Sacrifice, the sequel to Serpentine, plunges Skybright into the terrifying underworld where demons are bred and whisks her up to the magnificent Mountain of Heavenly Peace where the gods dwell.
Stone is stripped of his immortal status and told to close Hell’s breach, which mysteriously remains open, threatening mortals.
Zhen Ni, Skybright’s former mistress and friend, has been wed to the strange and brutish Master Bei, and finds herself trapped in an opulent but empty manor. When she discovers half-eaten corpses beneath the estate, she realizes that Master Bei is not all that he seems.
As Skybright works to free Zhen Ni with the aid of Kai Sen and Stone, they begin to understand that what is at risk is more far-reaching then they could ever have fathomed.
***Disclosure: I received a free copy in exchange for a review.***
What’s Good: Picks up right where Serpentine left off, so you’re right back in the thick of things from the jump. Which also means you really need to have read the first book to fully grasp what’s happening.
Initially I was drawn to the series because it wasn’t the same old- diversity’s a strong selling point to me, and a YA novel based upon Chinese mythology & culture was irresistable. While I’d like to have seen more of the Underworld, etc, it kinda felt like it should be that way: characters only know so much so their perspective would be limited. And as we see things as the characters do, that limits our knowledge as well.
To me, the strongest aspect of the book was the character development. Had some problems with Kai Shen, but Zhen was… interesting. lol
Skybright has to come to terms with her new form and finding a place for herself, and does so. Good job with that.

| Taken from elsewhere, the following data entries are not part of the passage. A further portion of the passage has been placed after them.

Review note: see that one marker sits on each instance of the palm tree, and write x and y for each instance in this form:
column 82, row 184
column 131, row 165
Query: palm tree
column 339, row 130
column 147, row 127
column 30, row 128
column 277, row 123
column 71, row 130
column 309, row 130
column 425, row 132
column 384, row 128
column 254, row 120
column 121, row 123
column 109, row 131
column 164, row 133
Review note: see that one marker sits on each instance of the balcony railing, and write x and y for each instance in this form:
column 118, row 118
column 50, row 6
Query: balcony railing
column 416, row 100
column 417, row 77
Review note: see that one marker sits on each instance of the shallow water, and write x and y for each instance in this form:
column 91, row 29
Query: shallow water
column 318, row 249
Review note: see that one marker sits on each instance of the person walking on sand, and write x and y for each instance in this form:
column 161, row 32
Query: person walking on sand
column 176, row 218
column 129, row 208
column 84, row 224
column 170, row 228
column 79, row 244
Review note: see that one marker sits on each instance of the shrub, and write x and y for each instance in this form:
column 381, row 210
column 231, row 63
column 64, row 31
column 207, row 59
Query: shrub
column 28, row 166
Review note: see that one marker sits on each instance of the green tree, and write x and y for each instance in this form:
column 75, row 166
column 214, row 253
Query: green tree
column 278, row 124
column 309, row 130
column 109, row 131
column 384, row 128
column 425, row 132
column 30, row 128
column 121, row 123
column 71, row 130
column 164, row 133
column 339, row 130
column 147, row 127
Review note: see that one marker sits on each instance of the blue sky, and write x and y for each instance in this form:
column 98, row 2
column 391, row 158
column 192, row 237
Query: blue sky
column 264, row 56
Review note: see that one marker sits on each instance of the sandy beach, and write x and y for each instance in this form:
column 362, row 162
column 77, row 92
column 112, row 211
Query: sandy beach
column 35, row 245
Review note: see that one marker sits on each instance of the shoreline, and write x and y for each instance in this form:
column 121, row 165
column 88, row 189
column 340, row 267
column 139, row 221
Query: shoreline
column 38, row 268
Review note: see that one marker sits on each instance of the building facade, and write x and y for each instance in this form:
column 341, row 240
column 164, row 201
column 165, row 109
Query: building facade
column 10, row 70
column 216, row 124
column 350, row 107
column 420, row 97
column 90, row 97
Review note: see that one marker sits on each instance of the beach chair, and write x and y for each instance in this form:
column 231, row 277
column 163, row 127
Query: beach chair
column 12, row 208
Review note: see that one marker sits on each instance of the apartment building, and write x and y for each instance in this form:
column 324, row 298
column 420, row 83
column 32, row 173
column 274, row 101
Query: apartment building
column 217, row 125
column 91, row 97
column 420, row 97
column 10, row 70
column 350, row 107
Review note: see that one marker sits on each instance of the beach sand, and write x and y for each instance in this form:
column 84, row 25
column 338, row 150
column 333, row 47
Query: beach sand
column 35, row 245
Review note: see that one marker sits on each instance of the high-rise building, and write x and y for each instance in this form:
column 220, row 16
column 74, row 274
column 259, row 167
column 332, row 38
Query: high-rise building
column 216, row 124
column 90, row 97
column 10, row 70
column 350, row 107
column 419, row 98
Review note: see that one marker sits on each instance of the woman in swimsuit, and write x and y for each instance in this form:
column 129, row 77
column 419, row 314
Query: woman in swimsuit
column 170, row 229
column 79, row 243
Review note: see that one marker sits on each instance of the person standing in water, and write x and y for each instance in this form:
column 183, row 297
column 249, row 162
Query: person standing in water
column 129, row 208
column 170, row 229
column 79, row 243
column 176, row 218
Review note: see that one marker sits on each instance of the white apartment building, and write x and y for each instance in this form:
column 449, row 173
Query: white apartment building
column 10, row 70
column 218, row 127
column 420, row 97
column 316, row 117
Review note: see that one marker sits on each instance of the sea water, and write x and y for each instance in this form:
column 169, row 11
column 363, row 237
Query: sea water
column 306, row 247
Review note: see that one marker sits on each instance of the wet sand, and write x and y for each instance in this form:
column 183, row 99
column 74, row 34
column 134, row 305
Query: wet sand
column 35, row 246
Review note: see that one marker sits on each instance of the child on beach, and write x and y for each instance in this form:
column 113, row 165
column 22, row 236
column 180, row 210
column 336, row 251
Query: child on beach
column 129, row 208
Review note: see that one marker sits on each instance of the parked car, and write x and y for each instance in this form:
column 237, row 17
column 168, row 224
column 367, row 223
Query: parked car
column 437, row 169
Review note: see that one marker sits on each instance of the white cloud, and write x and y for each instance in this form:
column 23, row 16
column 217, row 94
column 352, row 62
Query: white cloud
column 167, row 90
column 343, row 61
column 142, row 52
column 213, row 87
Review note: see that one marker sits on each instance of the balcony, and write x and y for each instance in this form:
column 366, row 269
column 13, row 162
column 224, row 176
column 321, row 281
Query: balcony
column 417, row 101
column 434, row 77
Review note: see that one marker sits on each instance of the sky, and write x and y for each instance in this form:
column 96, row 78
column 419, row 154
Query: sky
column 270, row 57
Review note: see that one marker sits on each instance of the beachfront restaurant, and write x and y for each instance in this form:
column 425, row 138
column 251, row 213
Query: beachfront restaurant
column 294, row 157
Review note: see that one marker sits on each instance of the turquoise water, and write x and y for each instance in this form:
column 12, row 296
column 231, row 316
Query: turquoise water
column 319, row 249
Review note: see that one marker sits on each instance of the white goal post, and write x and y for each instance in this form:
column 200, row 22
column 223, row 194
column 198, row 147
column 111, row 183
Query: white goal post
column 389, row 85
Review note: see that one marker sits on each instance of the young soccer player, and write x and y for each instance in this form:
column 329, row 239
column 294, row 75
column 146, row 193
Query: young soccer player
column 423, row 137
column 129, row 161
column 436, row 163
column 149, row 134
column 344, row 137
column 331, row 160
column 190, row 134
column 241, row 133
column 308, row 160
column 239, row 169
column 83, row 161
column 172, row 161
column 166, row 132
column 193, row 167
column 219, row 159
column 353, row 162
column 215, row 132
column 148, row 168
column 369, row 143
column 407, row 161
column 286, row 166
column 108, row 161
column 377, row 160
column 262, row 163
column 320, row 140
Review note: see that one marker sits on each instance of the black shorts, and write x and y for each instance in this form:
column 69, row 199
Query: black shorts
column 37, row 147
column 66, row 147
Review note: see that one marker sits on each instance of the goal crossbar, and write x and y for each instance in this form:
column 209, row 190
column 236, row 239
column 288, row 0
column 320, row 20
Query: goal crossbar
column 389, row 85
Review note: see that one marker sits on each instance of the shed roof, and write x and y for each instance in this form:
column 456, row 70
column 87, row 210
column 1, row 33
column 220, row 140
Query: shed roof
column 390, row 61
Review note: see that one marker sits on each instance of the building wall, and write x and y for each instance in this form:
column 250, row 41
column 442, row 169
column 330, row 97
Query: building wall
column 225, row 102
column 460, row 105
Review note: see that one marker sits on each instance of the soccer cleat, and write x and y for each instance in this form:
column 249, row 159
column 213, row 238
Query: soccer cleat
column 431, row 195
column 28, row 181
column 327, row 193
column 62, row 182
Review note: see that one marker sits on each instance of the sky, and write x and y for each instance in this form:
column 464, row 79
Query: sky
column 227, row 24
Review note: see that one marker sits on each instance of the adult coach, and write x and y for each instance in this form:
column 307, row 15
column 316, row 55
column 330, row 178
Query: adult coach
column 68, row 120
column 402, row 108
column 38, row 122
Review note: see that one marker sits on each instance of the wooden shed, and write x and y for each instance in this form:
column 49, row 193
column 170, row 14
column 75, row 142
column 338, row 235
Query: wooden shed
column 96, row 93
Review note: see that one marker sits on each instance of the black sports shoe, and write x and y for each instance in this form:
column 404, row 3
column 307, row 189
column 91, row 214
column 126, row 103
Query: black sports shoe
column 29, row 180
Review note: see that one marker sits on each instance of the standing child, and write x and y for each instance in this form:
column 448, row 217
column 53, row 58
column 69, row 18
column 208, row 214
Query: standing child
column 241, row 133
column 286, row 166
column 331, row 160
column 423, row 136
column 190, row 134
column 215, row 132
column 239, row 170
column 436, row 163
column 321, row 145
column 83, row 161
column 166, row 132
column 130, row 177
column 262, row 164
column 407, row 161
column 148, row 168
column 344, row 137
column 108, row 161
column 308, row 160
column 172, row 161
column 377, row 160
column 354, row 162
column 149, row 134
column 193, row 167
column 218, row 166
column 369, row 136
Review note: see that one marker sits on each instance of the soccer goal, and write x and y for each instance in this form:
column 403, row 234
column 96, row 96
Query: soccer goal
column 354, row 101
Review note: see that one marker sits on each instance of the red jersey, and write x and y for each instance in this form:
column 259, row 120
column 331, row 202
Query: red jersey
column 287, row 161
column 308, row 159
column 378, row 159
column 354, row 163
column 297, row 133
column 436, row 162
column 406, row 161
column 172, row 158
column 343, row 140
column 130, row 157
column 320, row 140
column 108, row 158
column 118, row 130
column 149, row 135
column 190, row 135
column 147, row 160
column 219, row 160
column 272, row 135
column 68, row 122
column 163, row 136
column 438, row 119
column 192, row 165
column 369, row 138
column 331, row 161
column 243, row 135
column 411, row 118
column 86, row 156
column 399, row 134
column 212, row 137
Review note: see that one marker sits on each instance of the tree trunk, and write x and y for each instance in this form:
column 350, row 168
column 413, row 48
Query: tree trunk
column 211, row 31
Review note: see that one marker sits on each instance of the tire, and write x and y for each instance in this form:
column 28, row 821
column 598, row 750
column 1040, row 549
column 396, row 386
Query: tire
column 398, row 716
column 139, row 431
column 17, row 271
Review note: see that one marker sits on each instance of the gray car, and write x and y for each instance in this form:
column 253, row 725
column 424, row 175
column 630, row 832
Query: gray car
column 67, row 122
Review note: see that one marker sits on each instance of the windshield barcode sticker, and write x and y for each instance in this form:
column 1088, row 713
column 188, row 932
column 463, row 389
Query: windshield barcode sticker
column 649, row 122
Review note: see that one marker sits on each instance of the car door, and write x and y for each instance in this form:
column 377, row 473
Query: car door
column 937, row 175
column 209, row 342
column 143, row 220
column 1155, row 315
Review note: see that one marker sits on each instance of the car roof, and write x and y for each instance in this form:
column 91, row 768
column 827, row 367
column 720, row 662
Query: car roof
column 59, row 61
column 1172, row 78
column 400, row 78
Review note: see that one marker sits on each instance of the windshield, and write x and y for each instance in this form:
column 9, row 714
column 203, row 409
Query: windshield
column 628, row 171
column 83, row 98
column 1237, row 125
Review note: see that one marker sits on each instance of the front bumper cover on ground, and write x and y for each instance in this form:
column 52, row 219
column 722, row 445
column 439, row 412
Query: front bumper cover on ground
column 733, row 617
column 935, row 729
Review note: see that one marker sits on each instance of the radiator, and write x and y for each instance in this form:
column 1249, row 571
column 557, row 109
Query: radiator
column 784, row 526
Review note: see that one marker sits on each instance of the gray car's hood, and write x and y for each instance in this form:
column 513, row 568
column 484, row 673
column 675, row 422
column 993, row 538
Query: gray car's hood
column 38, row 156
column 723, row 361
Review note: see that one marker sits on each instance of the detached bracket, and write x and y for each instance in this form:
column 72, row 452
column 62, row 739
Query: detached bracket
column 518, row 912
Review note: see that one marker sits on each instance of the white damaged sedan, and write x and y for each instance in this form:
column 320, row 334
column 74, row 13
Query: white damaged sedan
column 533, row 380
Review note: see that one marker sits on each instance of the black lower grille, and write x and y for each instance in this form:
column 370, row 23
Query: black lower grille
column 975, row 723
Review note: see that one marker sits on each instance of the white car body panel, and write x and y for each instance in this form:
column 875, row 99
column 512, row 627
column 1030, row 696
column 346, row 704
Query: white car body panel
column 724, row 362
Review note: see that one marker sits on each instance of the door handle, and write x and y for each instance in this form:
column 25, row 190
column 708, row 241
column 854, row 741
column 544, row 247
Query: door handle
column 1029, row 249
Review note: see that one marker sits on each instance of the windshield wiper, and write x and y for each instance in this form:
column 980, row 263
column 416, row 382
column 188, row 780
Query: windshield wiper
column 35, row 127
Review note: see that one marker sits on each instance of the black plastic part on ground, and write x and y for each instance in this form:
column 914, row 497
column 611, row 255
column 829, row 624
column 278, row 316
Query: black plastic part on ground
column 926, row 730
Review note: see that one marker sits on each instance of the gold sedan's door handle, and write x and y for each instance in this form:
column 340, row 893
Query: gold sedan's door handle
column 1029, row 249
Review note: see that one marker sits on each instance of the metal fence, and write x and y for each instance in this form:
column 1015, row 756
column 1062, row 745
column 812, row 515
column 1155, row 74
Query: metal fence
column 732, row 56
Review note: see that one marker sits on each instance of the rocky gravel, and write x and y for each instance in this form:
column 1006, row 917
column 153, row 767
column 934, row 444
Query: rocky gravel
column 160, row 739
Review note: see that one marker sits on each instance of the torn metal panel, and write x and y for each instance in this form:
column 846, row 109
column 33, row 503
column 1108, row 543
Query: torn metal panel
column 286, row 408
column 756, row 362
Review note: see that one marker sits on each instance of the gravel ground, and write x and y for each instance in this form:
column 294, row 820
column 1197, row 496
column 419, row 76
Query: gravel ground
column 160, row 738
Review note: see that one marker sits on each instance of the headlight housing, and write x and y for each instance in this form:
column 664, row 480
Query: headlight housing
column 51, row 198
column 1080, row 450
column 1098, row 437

What’s Bad: Fell back into a few tropes and cliches. Kai Shen started turning into a Gary Stu (the male version of a Mary Sue) right before your eyes, and I’m still not sure why. No real surprises or twists to the plot; just kinda moved along the direction it was already headed.
What’s Left: a solid, entertaining story that draws you in. This duology’s a fine one to add to your collection.